The Blog of the Legal Times reports that the Department of Justice is appealing an order that a United States Trade Representative document concerning its trade position isn't properly classified. Briefs and other information can be found here.
The Transactional Records Access Clearinghouse (TRAC) has sued Immigration and Customs Enforcement (ICE) over ICE's refusal to search for records pertaining to the dates and results of ICE's inspections of its detention facilities. ICE has refused to search for the records because it maintains that it does not have the means to extract the data. TRAC's statement on the suit is located here.
The San Fransisco Chronicle reports that the FBI has been ordered to pay attorney fees of $470,000 in two FOIA lawsuits brought by journalist Seth Rosenfeld. The lawsuits were originally brought in 1990 and 2007. Rosenfeld was previously awarded fees on another FOIA case, bringing the awards to over one million dollars. [ed. note -- This case was pending during my tenure at the FBI in 1998-2002; however I do not recall being involved in any major decision in the matter.]

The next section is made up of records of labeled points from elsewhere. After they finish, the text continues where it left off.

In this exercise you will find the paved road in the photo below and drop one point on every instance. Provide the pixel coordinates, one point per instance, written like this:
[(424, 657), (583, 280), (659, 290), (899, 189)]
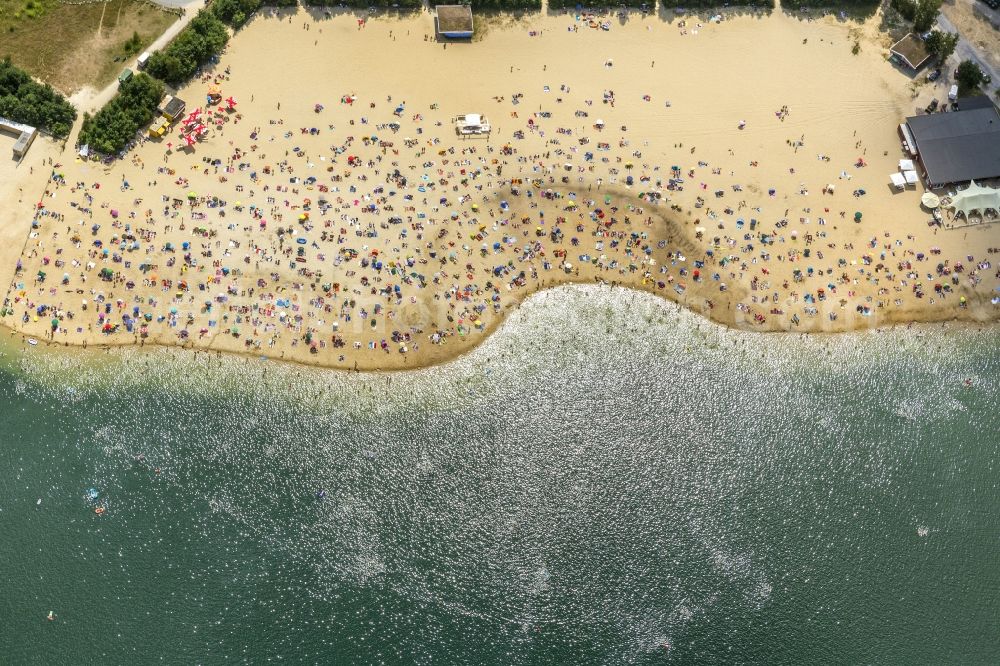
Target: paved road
[(90, 100), (966, 51)]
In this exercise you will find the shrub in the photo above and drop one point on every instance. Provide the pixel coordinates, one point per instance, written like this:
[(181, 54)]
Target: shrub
[(24, 100), (110, 130), (202, 39)]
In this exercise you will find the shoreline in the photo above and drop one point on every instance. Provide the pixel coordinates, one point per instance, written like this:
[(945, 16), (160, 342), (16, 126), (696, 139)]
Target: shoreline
[(97, 350), (673, 242)]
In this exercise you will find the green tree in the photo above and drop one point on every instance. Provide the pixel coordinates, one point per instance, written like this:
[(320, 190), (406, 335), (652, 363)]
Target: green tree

Judge Beryl A. Howell of the United States District Court for the District of Columbia has issued an 83 page opinion on National Security Counselors' ("NSC") complaints against the CIA on a number of procedural roadblock's the CIA has put up against NSC FOIA requests to the CIA. NSC had filed three seperate lawsuits that the court consolidated into one action. Judge Howell dismissed a number of the counts of the complaints; however in doing so she described a path as to how the same counts could be heard by the court and also issued a number of warnings to the CIA that even though they won the battle, they probably didn't win the war. Some of the claims were not dismissed and that part of the lawsuit will continue.
The D.C. Open Government Coalition has sued the D.C. Council under the D.C. FOIA for any e-mails concerning public business sent by council members on private e-mail accounts. The D.C. Open Government Coalition has worked with D.C. Government to improve FOIA operations throughout the city and this is the first time, I believe, that it has actually sued the government over a FOIA issue.

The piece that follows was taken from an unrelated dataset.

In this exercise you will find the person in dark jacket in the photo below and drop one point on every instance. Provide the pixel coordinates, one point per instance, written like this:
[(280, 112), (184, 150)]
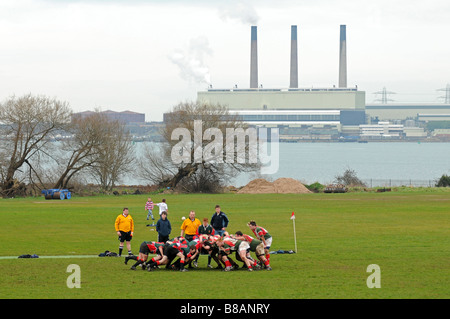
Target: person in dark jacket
[(219, 221), (163, 228)]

More information, including the complaint can be found here.
Carolina Academic Press has released a FOIA textbook, the Law of Access to Government. The book is authored by University of Massachusetts Dartmouth School of Law Professor Richard J. Peltz-Steele.
The publishers have issued the following comment about the book: This is the only casebook geared entirely to the study of access to government, or freedom of information law. The book employs the law-school case method, but is suitable as well for graduate and advanced undergraduate students in journalism and mass communication. Cases aim to stimulate student interest, treating, for example, access to sexual-offense allegations against pro athletes, in addition to doctrinal essentials, such as Press-Enterprise and RCFP. Extensive notes raise legal and policy questions. The book includes graphic elements and a statutory appendix and is updated with developments in the war on terror, including embedding, war photos, and state secrets. The forthcoming Teacher's Manual will provide course guidance, content summaries, and references to audiovisual materials.